European data has been soft of late, especially in the UK where consumer confidence has plummeted. It is widely anticipated that the BOE will keep rates on hold this morning (5.00%), but accompanied with a dovish communiqué from governor King.
The US $ currently is higher against the EUR -0.25%, GBP -0.49%, JPY -0.46% and CHF -0.47%. The commodity currencies are mixed this morning, CAD -0.15% and AUD +0.16%. The loonie continues to trade within its monthly range, despite gaining against most of its major trading partners on the back of higher energy prices and better than anticipated housing starts yesterday. With over 50% of Canada’s exports commodity based, it’s bound to have an effect on the currency. Housing starts came in at +218k vs. an expected +216k. Fundamentals are working in the loonies favor at the moment. But, global concerns over financial finances have investors questioning global recession. Any slowdown will have an impact on commodity pricing for various reasons. Stagflation has been CBankers nemesis for most of this year. CBankers have had their work cut out trying to provide liquidity and financial flops. These balancing acts will of course hurt ‘higher yielding’ currencies over time as risk aversion trading strategies tend to become more dominant. The market should not expect BOC governor Carney to change rates on July 15th.

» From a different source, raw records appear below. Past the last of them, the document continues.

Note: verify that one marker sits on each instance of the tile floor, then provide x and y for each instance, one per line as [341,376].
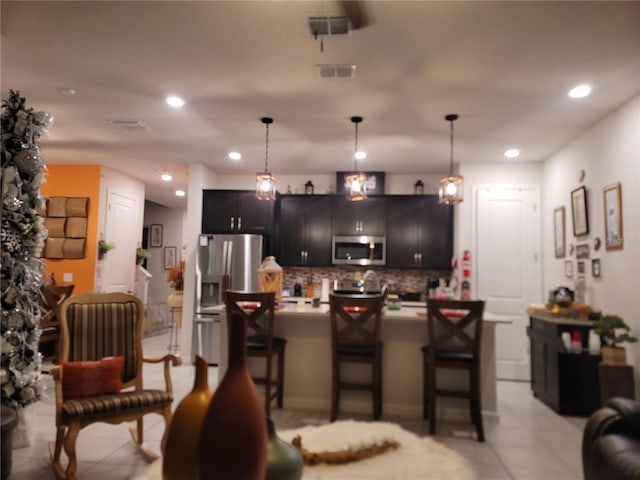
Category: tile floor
[529,441]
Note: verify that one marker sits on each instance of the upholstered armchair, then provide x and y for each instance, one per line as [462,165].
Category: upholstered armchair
[99,377]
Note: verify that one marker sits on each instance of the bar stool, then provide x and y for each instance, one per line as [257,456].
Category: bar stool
[355,338]
[258,311]
[454,332]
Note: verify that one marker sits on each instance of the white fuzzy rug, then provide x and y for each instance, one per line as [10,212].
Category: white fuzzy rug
[416,458]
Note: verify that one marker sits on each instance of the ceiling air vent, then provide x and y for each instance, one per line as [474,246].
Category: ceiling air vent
[130,125]
[328,25]
[340,70]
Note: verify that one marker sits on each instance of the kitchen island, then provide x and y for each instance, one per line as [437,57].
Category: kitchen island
[307,383]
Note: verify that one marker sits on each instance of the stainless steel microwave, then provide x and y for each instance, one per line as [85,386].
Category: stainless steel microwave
[359,250]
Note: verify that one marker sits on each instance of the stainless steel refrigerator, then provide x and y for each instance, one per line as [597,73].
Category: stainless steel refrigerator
[223,262]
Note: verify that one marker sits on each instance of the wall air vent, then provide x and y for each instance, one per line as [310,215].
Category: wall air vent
[339,70]
[328,26]
[130,125]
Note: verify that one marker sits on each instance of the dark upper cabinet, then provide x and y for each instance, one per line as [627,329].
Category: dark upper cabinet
[419,232]
[236,211]
[365,217]
[305,230]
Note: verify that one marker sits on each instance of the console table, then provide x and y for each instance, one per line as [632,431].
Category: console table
[567,382]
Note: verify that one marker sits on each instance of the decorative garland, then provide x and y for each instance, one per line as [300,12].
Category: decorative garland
[23,236]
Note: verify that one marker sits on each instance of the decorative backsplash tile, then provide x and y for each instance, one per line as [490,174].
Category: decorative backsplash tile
[407,281]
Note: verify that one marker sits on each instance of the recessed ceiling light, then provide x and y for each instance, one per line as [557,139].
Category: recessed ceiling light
[580,91]
[175,102]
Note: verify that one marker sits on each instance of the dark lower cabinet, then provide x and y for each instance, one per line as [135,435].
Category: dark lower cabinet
[567,382]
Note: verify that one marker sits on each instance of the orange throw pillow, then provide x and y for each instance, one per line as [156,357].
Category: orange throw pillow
[85,379]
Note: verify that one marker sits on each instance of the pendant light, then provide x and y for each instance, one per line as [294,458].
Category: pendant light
[355,183]
[265,182]
[451,188]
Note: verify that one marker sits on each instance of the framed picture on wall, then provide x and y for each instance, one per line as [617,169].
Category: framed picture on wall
[558,228]
[568,268]
[579,212]
[613,216]
[155,236]
[170,260]
[596,269]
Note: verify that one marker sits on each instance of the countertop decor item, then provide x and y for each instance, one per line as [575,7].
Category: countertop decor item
[180,455]
[284,461]
[232,441]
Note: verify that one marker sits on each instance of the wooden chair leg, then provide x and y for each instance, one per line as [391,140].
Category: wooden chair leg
[425,390]
[70,450]
[335,400]
[280,379]
[477,404]
[267,388]
[432,399]
[55,450]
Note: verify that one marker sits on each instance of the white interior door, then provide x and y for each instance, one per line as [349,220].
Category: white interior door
[118,266]
[508,266]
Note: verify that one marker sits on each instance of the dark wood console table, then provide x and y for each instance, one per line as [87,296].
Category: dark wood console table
[567,382]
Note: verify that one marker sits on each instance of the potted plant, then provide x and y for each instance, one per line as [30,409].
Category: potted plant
[613,331]
[141,255]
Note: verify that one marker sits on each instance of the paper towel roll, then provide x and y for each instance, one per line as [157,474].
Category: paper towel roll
[324,292]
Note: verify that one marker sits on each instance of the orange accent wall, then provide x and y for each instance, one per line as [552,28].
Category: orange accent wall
[76,181]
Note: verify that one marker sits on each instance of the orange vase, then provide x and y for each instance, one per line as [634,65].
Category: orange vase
[233,439]
[180,454]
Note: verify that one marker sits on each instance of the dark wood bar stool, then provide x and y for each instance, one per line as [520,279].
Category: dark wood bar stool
[355,338]
[257,309]
[454,332]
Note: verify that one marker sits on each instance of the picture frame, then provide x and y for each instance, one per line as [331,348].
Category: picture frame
[596,268]
[169,257]
[613,216]
[559,232]
[155,236]
[579,212]
[568,268]
[582,251]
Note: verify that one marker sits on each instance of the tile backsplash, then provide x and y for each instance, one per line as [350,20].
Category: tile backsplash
[402,280]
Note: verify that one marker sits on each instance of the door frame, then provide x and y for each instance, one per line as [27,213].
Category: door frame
[537,245]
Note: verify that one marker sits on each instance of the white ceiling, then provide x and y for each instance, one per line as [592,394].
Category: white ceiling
[504,67]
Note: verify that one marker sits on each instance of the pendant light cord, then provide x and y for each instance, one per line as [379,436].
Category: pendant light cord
[355,153]
[266,121]
[452,117]
[266,151]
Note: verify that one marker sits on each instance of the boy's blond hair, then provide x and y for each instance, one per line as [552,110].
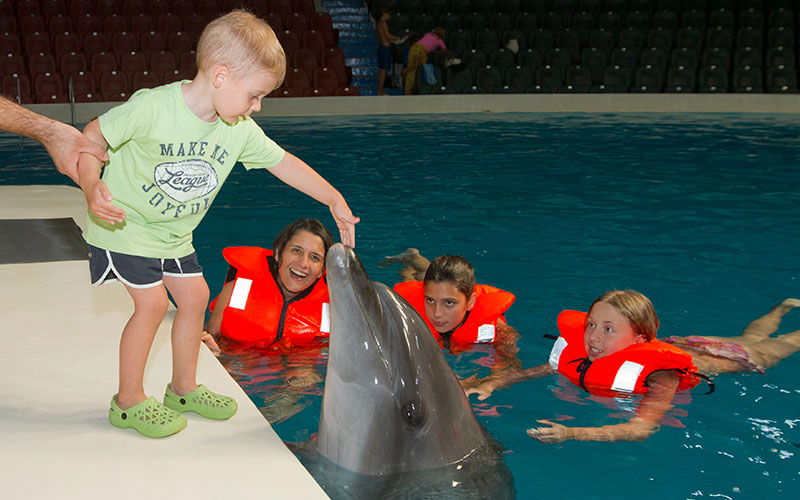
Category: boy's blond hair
[242,42]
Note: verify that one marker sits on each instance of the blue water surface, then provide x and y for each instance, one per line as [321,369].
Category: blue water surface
[697,211]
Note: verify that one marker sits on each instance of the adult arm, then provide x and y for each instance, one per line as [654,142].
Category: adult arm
[655,403]
[63,143]
[485,386]
[98,197]
[296,173]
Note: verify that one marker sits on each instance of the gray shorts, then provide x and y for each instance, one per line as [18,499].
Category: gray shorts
[138,272]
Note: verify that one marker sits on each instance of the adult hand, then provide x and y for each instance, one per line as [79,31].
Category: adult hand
[99,200]
[556,433]
[65,144]
[345,221]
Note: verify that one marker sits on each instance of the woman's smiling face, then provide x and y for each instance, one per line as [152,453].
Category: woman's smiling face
[301,262]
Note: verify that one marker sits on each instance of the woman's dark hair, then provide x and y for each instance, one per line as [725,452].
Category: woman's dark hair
[453,269]
[313,226]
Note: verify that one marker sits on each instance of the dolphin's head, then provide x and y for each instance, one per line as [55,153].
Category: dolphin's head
[391,403]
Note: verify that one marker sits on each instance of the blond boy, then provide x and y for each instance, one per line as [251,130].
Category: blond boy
[170,150]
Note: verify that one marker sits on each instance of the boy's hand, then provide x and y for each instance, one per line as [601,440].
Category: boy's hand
[346,222]
[98,197]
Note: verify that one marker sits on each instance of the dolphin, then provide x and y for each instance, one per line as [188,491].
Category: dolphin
[394,416]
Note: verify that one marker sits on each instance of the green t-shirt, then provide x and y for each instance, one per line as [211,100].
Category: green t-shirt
[165,168]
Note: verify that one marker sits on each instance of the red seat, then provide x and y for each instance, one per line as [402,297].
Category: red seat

The AUD$ rose (0.9585) after a government report showed jobs rebounded by more than three times than expected (+29.8k vs. +10.2k). This indicates that the economy may be resilient to the rate hike (7.25%), and traders are speculating that the RBA will hike in the medium once again.
Crude is higher O/N ($136.55 up +50c). Geo-political concerns and inventory levels initially boosted crude prices yesterday. The EIA report showed a bigger-than-forecasted decline in inventories w/w. Stocks fell -5.84m barrels to 293.9m vs. an anticipated decline of -2.1m barrels. But, digging deeper, the report showed that most of the inventory drop occurred on the US West Coast (analysts will tell you that distribution system is isolated from the rest of the country). The news of Iran test-firing a long-range missile capable of reaching Israel has heighted fears of Mideast supply issues. But, global growth concerns probably remain the ‘trump’ card. Fears that economies will slow even further had investors selling through technical support levels earlier this week. Week-to-date crude has given up close to $10 a barrel on speculation that financials will need more working capital for their bottom line. Year-to-date commodities have been purchased as a hedge against inflation, but, with a potential global recession on the horizon had encouraged some exiting of profitable trades. The G8 has lent their support for lower crude prices. They unanimously have ‘a strong concern about the spike in oil’ and collectively announced that ‘the world economy is now facing uncertainty, with downside risks persisting’. With the greenback remaining under constant pressure vs. the EUR, by default should lead to better buying on pullbacks, unless global growth fear ‘trumps’. Gold prices have remained close to home ($930) as energy costs stabilize, thus reducing the appeal of the ‘yellow metal’ as a hedge against inflation, despite Mideast concerns.
The Nikkei closed at 13,052 up +20. The DAX index in Europe was at 6,331 down -55; the FTSE (UK) currently is 5,457 -72. The early call for the open of key US indices is lower. Yields of the US 10-year bond eased 6bp yesterday (3.84%) and are little changed O/N. Ten year product remains close to their monthly lows on the back of higher energy prices and investor concerns that mortgage-related losses at financial firms will go deeper than widely anticipated. With market perception of both Freddie and Fannie troubles worsening, saw Fannie offering $3b notes at higher yields yesterday. Traders have switched and seek the safety of the FI class for now.